Literarische Darbietung der Jugendgruppe aus Schambek Foto: Zsolt Dencsik Literarische Darbietung der Jugendgruppe aus Schambek / Foto: Zsolt Dencsik

„Mehr als 200.000 Deutsche sind nach dem Zweiten Weltkrieg aus Ungarn vertrieben worden, wodurch Ungarn ein Stück seiner ungarndeutschen Identität verlor. Die Einführung eines offiziellen Gedenktages am 19. Januar für die vertriebenen Ungarndeutschen ist eine wohlwollende Geste der Versöhnung in Europa, die das Kulturinstitut von nun an jedes Jahr in Erinnerung rufen möchte“ – vermerkte das Institut auf seiner Webseite. An diesem Tag mussten 1946 in Wudersch die ersten Ungarndeutschen in Viehwaggons ihre Heimat verlassen. Bereits ab Dezember 1944 wurden Ungarndeutsche in die Sowjetunion zur Zwangsarbeit verschleppt. Als „Tradition der Erinnerung an die Vertriebenen“ bezeichnete Generalkonsul Dr. János Berényi den Gedenktag. Er betonte, die Vertreibung der Ungarndeutschen sei für Ungarn heute noch ein tragisches Geschehnis.

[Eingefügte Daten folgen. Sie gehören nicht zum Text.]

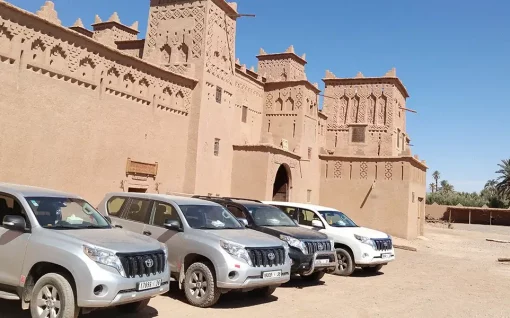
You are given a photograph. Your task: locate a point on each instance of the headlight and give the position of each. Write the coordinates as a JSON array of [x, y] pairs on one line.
[[365, 240], [105, 257], [294, 243], [237, 251], [165, 250]]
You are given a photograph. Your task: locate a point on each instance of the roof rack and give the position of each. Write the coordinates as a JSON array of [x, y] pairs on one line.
[[244, 199]]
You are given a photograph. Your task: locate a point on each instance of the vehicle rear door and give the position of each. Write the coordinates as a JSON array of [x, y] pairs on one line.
[[13, 244]]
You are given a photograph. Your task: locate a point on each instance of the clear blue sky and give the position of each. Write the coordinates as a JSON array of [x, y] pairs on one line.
[[453, 57]]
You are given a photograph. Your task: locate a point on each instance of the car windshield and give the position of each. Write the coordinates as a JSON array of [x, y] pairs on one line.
[[337, 219], [66, 213], [210, 217], [266, 215]]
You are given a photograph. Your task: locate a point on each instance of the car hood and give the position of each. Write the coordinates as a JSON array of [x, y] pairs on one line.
[[362, 231], [294, 231], [113, 239], [245, 237]]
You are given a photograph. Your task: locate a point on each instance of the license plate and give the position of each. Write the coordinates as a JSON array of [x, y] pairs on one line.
[[321, 261], [273, 274], [149, 285]]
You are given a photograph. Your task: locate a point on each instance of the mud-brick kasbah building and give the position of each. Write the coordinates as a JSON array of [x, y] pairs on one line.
[[97, 110]]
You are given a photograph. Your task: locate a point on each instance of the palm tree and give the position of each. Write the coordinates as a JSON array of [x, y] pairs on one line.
[[436, 175], [503, 186], [446, 186]]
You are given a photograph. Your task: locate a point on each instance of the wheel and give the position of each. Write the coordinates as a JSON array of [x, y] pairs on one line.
[[345, 263], [314, 277], [199, 286], [135, 307], [265, 291], [53, 296], [374, 269]]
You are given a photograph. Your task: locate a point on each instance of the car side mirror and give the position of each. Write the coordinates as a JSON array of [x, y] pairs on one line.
[[173, 225], [317, 224], [14, 223], [243, 221]]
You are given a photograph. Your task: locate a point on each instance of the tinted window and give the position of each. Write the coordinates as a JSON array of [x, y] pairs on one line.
[[292, 212], [306, 217], [115, 205], [66, 213], [237, 212], [164, 212], [266, 215], [212, 217], [138, 210]]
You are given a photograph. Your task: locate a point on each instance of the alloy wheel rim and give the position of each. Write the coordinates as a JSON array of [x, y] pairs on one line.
[[198, 284], [48, 302]]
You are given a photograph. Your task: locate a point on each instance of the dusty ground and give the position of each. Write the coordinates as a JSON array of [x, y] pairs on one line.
[[453, 274]]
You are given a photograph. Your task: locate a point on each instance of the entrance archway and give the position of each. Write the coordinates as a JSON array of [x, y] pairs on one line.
[[281, 184]]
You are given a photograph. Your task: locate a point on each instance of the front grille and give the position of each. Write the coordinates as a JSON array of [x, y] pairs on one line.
[[318, 246], [136, 264], [266, 256], [383, 244]]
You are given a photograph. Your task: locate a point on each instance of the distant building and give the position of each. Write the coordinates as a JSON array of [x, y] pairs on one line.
[[99, 110]]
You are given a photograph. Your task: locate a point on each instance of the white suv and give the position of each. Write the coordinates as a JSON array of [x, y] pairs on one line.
[[355, 246]]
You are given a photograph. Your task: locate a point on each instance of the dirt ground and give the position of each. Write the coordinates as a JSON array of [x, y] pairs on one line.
[[454, 273]]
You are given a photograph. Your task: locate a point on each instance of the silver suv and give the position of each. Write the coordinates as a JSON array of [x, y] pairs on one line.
[[62, 258], [210, 251]]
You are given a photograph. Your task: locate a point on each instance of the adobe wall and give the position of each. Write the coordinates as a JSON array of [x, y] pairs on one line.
[[347, 184], [73, 111]]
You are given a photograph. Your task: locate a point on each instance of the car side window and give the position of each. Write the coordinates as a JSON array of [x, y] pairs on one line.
[[138, 210], [292, 212], [10, 206], [115, 204], [237, 212], [306, 217], [164, 212]]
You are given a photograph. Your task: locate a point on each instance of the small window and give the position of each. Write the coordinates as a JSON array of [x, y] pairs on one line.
[[237, 212], [292, 212], [306, 217], [216, 147], [138, 211], [164, 212], [115, 204], [219, 92], [245, 114], [358, 134]]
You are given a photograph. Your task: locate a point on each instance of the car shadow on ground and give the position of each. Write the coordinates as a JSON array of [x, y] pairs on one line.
[[299, 283], [12, 309]]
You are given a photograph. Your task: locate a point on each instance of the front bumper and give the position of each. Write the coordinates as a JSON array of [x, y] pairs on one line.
[[307, 264], [241, 276], [368, 256], [118, 290]]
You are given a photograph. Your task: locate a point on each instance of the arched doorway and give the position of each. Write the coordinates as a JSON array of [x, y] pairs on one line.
[[281, 184]]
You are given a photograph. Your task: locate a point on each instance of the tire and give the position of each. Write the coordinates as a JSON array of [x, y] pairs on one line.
[[345, 265], [374, 269], [265, 291], [314, 277], [199, 286], [53, 292], [133, 308]]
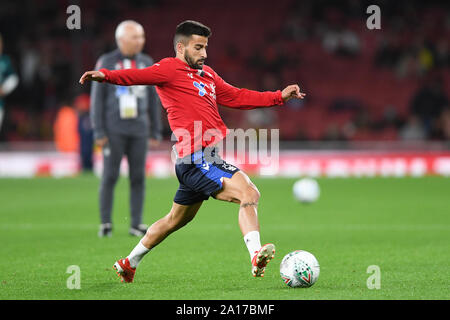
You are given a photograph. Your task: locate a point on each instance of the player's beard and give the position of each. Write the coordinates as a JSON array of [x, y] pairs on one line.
[[192, 63]]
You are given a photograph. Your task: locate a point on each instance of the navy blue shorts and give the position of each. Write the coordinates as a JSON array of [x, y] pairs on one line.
[[200, 175]]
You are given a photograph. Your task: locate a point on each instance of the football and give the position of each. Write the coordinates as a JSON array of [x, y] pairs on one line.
[[306, 190], [299, 269]]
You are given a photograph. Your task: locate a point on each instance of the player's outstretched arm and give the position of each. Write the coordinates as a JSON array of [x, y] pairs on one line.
[[92, 76], [292, 91]]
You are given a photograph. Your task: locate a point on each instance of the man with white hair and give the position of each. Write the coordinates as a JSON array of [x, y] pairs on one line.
[[8, 79], [123, 119]]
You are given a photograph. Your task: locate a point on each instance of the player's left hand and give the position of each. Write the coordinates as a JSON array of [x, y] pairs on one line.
[[292, 91]]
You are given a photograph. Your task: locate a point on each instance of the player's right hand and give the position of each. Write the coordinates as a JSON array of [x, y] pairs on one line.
[[92, 76], [101, 142]]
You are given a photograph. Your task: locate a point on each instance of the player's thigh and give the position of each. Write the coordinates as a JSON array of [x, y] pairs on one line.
[[237, 188], [181, 214]]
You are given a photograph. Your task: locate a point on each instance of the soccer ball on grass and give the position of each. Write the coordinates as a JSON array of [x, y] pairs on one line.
[[306, 190], [299, 269]]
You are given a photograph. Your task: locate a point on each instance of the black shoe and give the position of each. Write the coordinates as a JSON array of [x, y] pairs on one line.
[[139, 230], [105, 230]]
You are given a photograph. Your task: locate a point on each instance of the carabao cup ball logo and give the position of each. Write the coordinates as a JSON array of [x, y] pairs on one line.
[[201, 88], [299, 269], [303, 273]]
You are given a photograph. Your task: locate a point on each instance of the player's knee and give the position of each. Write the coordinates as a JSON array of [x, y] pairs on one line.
[[174, 223], [251, 194]]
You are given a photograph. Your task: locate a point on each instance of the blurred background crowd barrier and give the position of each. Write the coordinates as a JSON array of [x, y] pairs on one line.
[[377, 100]]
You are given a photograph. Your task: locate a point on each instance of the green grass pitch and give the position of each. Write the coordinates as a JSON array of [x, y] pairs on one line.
[[401, 225]]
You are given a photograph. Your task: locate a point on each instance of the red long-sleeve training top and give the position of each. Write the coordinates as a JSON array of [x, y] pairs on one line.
[[190, 97]]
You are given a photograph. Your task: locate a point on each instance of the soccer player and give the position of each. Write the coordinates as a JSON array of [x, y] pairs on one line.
[[8, 79], [190, 92]]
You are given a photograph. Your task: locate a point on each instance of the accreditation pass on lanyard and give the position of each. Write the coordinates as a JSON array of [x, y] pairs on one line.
[[128, 106]]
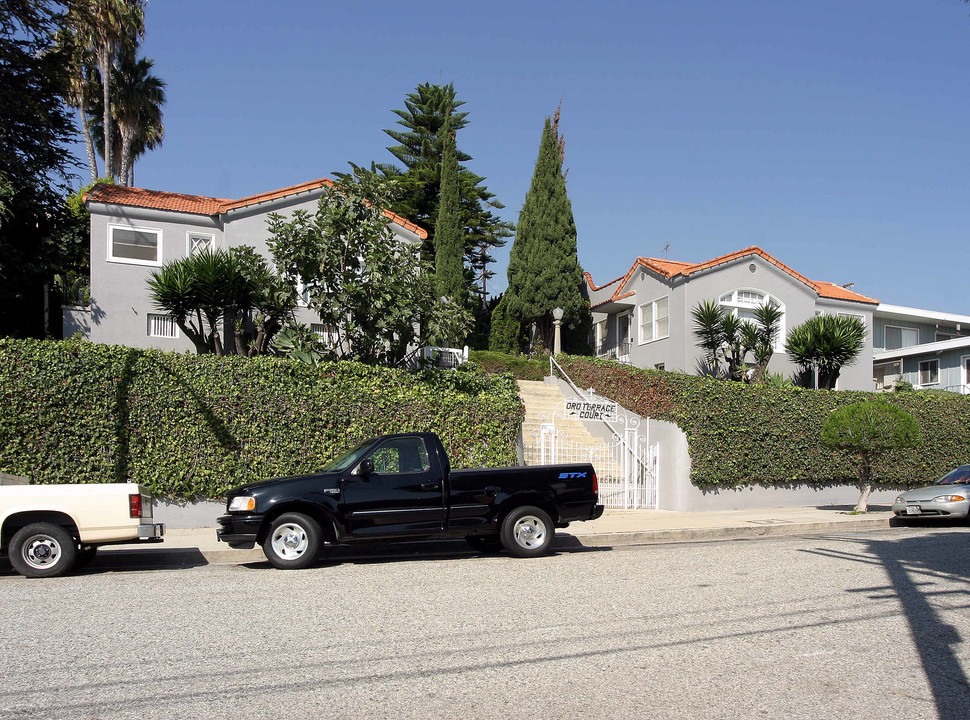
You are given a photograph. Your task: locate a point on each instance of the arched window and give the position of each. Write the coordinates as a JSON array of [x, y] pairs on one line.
[[744, 301]]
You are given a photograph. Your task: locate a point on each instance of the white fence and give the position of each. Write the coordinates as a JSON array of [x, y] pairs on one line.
[[626, 466]]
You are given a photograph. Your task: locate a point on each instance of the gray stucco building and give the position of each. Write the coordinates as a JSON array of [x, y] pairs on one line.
[[135, 231], [644, 318]]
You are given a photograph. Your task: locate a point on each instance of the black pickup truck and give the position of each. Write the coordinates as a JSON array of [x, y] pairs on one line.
[[399, 488]]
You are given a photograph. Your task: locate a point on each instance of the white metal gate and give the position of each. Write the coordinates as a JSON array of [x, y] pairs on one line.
[[626, 465]]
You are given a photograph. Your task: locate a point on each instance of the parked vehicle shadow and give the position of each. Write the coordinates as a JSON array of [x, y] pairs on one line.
[[914, 565], [132, 560], [425, 550]]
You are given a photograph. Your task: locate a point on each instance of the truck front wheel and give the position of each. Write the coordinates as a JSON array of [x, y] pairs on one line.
[[293, 542], [528, 532], [42, 550]]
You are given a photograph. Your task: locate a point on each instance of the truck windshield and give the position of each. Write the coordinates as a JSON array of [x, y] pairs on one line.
[[344, 461]]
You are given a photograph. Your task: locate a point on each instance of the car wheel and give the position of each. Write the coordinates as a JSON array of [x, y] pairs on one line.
[[42, 550], [85, 557], [485, 543], [528, 532], [293, 542]]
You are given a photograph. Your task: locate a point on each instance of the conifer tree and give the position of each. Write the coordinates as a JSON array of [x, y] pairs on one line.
[[420, 150], [544, 271], [449, 269]]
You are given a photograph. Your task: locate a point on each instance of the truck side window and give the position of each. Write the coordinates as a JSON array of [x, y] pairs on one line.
[[401, 455]]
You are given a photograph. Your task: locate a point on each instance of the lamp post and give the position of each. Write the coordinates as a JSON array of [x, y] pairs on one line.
[[557, 321]]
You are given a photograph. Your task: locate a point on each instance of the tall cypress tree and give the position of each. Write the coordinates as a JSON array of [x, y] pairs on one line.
[[544, 271], [449, 269], [420, 150]]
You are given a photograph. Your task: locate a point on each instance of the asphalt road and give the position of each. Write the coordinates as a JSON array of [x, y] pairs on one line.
[[868, 625]]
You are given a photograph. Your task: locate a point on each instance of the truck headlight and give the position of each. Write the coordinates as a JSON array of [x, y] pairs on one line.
[[242, 503]]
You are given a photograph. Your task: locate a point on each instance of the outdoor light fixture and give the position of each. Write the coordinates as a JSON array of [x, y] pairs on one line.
[[557, 321]]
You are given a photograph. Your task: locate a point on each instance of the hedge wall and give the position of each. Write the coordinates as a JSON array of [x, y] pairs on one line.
[[759, 435], [191, 426]]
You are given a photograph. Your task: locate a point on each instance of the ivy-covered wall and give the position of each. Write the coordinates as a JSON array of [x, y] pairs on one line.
[[758, 435], [190, 426]]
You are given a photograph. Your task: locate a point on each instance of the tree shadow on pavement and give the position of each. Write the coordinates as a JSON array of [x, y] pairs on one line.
[[913, 565]]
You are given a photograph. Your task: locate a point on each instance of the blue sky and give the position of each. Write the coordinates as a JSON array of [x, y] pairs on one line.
[[833, 134]]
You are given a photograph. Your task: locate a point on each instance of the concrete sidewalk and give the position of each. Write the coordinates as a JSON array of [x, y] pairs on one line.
[[616, 527]]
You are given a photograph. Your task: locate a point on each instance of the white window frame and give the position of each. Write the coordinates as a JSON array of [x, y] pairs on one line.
[[885, 341], [654, 322], [190, 235], [325, 332], [599, 334], [919, 372], [134, 261], [157, 320], [739, 301]]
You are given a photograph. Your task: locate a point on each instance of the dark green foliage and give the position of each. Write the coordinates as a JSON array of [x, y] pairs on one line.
[[194, 426], [824, 344], [449, 243], [420, 150], [544, 271], [35, 163], [866, 431], [722, 335], [519, 366], [505, 333], [763, 435]]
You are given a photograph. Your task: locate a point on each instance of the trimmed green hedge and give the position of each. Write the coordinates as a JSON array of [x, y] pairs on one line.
[[191, 426], [758, 435], [519, 366]]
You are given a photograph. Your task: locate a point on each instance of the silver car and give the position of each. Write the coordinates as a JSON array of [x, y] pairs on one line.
[[948, 497]]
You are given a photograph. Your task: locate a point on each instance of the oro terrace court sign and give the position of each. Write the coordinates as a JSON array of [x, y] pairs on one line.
[[591, 410]]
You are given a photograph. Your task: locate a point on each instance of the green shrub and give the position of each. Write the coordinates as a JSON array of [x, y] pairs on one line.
[[519, 366], [194, 426], [762, 435]]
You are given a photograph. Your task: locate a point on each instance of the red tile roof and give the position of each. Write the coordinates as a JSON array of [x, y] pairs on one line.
[[201, 205], [672, 268]]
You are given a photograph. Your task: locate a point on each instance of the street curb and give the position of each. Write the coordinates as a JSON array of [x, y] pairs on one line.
[[780, 529]]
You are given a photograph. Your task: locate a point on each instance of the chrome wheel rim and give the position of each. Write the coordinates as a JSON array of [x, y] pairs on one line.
[[290, 541], [41, 551], [529, 532]]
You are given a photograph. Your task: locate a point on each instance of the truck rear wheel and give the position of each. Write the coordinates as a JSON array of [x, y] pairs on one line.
[[528, 532], [42, 550], [293, 542]]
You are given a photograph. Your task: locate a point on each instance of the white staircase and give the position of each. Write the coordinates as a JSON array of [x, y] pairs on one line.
[[544, 403]]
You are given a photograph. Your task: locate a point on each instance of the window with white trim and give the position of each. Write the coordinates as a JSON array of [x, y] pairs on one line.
[[744, 301], [325, 333], [897, 337], [654, 320], [929, 372], [163, 326], [201, 242], [139, 246], [599, 336]]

Joschi Ament, Bundesvorsitzender der Landsmannschaft der Deutschen aus Ungarn, erzählte, dass das Schicksal seiner Großeltern auch sein Schicksal geworden sei. Die junge Generation soll in der ganzen Tragweite begreifen, dass Vertreibung nie mehr vorkommen dürfe. Es sei an der Zeit, dass Ungarn bereit sei, sich der historischen Verantwortung zu stellen und mit dem Gedenktag der tragischen Geschehnisse zu gedenken.

Dr. Katalin Gajdos-Frank, Mitglied der Landesselbstverwaltung der Ungarndeutschen, schilderte auch das persönliche Schicksal der Frank-Familie Foto: Maria Klotz Dr. Katalin Gajdos-Frank, Mitglied der Landesselbstverwaltung der Ungarndeutschen, schilderte auch das persönliche Schicksal der Frank-Familie / Foto: Maria Klotz

Dr. Katalin Gajdos-Frank, Mitglied der Landesselbstverwaltung der Ungarndeutschen, schilderte, dass die Frank-Familie persönlich die Verschleppung aus Wudersch durchlebte. Sie gab einen historischen Überblick über die Vertreibung und sprach davon, dass die LdU bei den Parlamentswahlen mit dem Ziel antrete, einen ungarndeutschen Abgeordneten ins Parlament zu wählen. So könnte man direkt mehr erreichen, sagte sie.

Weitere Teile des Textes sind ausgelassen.